On May 23, 2016 at 12:42:12 PM, Callum Prentice (Callum) ([email protected]
<mailto:[email protected]> ) wrote:
This is what I propose for moving forward with the "Remove QuickTime from the
viewer" work:
(TLDR; Replace QuickTime plugin with one based on LibVLC and use it to play
MPEG-4 and MP3 media URLS plus anything else we get for free. Additionally,
turn on flags in Chromium->CEF->CEF-bin->LLCEFLib->media_plugin_cef builds that
enable embedded media support.)
* Remove QuickTime entirely from the viewer.

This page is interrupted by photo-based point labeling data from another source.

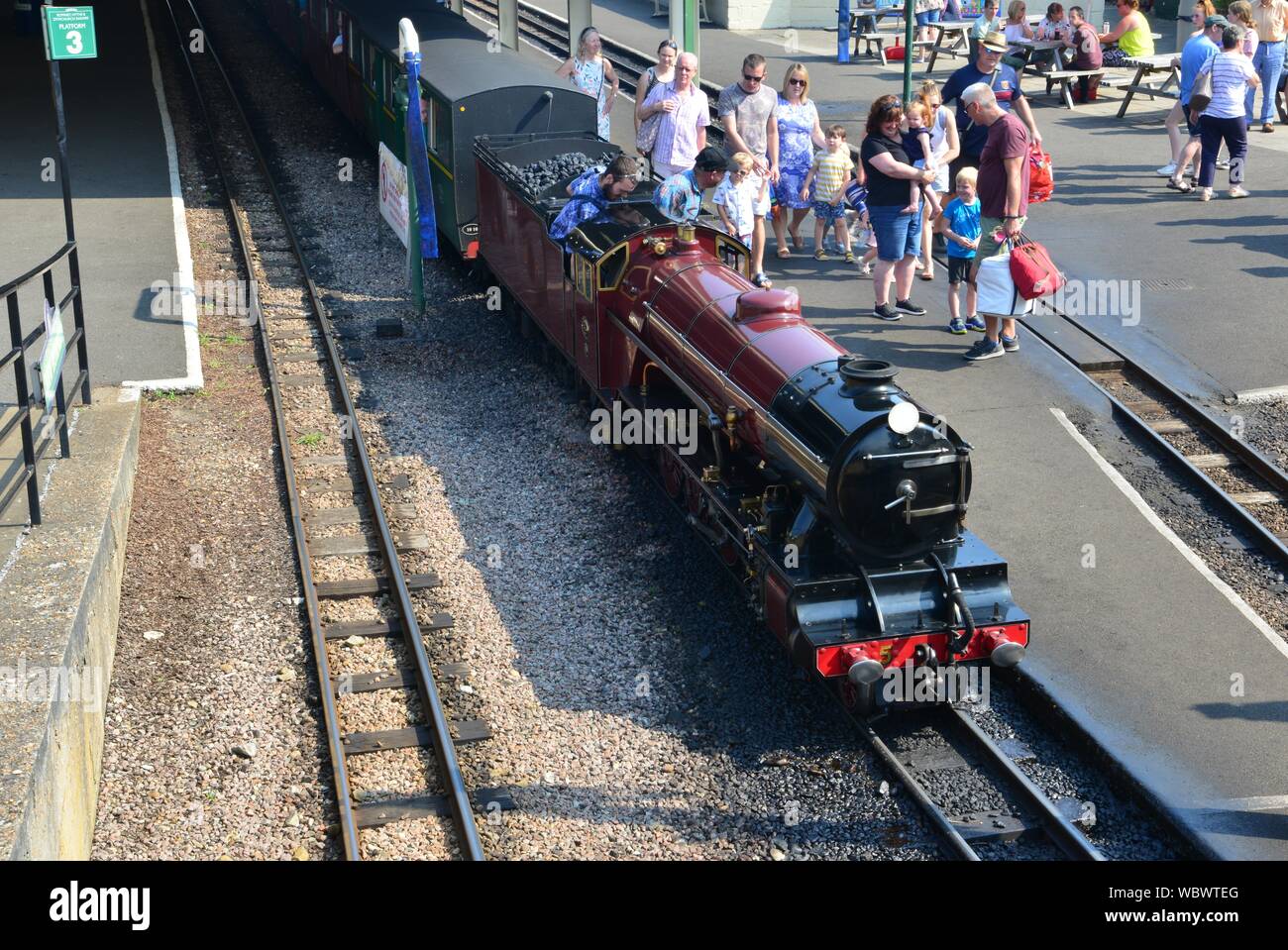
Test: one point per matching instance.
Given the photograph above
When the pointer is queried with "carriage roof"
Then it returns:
(455, 58)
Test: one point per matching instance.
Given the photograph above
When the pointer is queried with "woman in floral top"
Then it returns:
(799, 136)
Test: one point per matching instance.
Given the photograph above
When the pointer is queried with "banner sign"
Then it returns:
(69, 33)
(393, 192)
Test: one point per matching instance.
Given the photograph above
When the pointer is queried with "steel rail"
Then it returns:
(1067, 835)
(1271, 545)
(443, 744)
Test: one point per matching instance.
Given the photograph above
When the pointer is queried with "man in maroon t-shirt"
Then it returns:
(1004, 200)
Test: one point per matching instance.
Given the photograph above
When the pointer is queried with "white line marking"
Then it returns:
(1270, 394)
(1257, 803)
(187, 292)
(1186, 551)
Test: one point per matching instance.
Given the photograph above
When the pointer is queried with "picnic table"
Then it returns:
(1146, 67)
(957, 29)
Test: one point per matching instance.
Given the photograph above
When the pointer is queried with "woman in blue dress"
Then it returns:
(799, 137)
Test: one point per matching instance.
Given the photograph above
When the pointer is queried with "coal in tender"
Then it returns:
(537, 176)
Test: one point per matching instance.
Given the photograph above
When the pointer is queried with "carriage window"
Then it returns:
(442, 123)
(583, 275)
(612, 266)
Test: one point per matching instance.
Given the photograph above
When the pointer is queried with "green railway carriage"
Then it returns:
(471, 85)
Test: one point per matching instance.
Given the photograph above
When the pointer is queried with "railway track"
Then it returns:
(1239, 480)
(935, 752)
(303, 362)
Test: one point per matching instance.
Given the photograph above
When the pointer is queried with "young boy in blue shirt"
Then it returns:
(961, 231)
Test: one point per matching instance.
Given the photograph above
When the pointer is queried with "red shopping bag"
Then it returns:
(1033, 270)
(1041, 176)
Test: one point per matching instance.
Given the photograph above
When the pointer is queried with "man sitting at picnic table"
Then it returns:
(990, 69)
(1132, 35)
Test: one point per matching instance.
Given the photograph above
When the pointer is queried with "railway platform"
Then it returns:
(1134, 639)
(1207, 280)
(125, 193)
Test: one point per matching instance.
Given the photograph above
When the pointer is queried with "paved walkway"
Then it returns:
(1211, 278)
(128, 215)
(1138, 649)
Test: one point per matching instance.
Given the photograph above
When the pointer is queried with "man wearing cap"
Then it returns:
(747, 115)
(681, 196)
(1197, 52)
(988, 68)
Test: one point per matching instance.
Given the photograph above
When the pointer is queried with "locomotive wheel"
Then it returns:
(861, 700)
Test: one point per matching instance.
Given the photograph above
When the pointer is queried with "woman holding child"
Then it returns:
(893, 207)
(944, 146)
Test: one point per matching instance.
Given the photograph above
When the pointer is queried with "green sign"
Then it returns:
(69, 33)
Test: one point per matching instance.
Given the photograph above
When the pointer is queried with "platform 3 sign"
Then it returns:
(393, 192)
(69, 33)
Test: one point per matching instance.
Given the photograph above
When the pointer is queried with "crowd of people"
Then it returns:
(922, 170)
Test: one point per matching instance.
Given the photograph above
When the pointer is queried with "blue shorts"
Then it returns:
(828, 213)
(1192, 128)
(898, 235)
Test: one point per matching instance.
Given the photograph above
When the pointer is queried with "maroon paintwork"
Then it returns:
(752, 338)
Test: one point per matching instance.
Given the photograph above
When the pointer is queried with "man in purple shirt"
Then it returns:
(682, 132)
(1004, 201)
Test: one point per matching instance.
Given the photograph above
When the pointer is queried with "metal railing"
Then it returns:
(38, 439)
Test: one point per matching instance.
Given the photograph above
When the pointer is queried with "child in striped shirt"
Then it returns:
(828, 176)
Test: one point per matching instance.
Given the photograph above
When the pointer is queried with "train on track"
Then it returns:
(471, 85)
(835, 498)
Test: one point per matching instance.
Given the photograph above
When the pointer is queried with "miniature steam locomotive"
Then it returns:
(835, 498)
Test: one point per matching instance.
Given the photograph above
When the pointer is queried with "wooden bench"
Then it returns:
(1145, 67)
(1065, 77)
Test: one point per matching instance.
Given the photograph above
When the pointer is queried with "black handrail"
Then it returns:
(24, 474)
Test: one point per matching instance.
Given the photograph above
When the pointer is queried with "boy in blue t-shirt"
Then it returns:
(961, 231)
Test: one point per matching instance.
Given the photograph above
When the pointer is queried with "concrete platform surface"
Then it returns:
(125, 202)
(59, 594)
(1138, 649)
(1210, 279)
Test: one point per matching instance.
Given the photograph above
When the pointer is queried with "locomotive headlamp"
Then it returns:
(903, 417)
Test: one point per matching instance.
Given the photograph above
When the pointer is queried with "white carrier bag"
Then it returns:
(996, 293)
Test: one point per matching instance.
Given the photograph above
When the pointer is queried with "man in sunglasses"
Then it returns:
(746, 112)
(1003, 78)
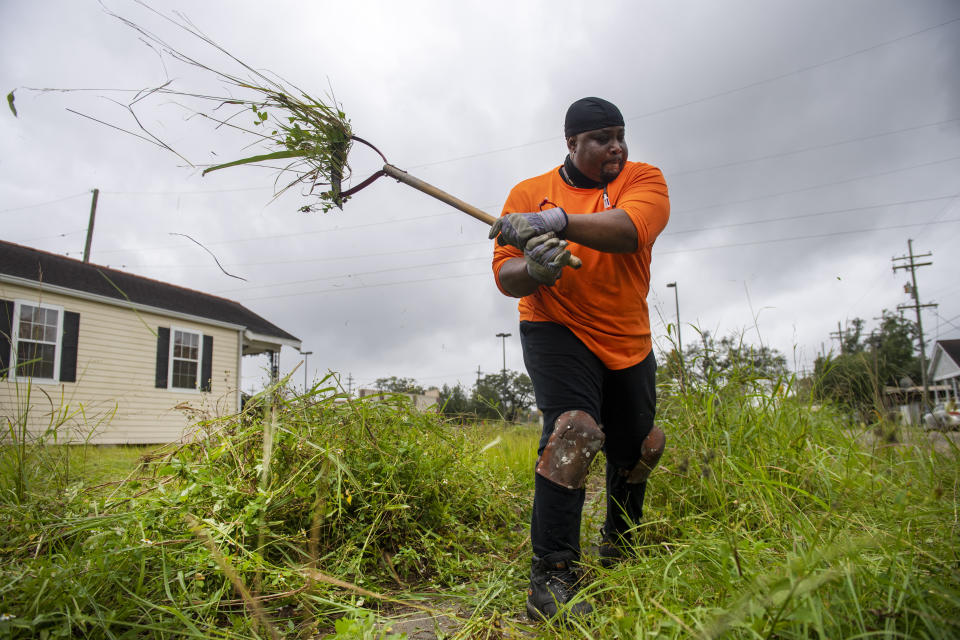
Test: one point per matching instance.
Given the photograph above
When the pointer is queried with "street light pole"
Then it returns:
(676, 300)
(503, 337)
(306, 358)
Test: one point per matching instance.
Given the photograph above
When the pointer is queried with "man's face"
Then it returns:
(599, 154)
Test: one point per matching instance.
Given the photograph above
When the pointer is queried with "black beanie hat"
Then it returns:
(587, 114)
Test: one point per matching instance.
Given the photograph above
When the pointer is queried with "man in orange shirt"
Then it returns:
(586, 338)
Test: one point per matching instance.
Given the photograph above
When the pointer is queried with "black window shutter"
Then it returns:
(206, 364)
(163, 356)
(6, 322)
(68, 353)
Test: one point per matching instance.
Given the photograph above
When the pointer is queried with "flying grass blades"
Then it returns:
(304, 139)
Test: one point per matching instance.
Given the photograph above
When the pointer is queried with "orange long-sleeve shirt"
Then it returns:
(604, 302)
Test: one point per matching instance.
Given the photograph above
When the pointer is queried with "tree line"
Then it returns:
(854, 378)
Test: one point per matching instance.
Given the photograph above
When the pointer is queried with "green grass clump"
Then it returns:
(773, 518)
(366, 492)
(323, 516)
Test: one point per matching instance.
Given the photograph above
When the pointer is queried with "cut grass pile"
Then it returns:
(767, 519)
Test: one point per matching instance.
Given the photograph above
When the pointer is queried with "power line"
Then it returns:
(354, 275)
(43, 204)
(817, 147)
(811, 215)
(59, 235)
(808, 237)
(369, 286)
(324, 259)
(950, 321)
(815, 186)
(705, 98)
(488, 273)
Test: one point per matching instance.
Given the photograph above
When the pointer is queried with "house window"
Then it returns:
(36, 341)
(185, 359)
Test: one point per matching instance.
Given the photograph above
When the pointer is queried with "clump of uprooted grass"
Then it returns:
(771, 518)
(275, 522)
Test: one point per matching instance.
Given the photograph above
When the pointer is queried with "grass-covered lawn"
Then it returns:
(768, 518)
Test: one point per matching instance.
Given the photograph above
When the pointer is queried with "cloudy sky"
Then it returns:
(804, 143)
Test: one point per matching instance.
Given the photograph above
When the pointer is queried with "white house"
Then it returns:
(103, 356)
(944, 369)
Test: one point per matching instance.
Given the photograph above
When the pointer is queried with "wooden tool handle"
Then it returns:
(453, 201)
(439, 194)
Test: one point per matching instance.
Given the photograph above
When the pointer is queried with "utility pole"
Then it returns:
(93, 215)
(503, 338)
(838, 334)
(911, 264)
(306, 358)
(676, 301)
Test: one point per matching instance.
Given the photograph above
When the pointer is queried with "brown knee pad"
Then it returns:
(572, 446)
(650, 451)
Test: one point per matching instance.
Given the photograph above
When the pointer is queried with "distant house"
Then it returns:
(426, 401)
(944, 370)
(108, 357)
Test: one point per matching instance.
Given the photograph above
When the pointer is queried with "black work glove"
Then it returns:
(546, 256)
(517, 228)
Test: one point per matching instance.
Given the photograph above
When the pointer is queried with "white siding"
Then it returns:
(114, 399)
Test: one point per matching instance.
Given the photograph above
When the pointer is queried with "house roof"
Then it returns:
(52, 269)
(951, 348)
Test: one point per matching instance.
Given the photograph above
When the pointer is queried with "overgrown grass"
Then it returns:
(768, 518)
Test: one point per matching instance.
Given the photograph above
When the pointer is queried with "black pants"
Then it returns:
(568, 376)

* Replace it with a new plugin:
*
* Version for Windows (32 bit) using LibVLC
* Version for OS X (32 bit) using LibVLC
* Ask for help from open source developer community to create a
version for Linux using LibVLC
* Update mime_types.xml (etc) to point old QuickTime handled media at new
version (plus any others we think should not go to the default, CEF plugin)
* Ask for help from the open source developer community to flip Linux
GStreamer output since we flipped the prim media texture coordinates
*
* I hope this is possible - reason it was done is that both CEF
and LibVLC need to be flipped so it seems foolish to flip everything twice.
* Inhibit the "This file needs to be downloaded" message in CEF for media
types we are unable to handle - replace with Alert?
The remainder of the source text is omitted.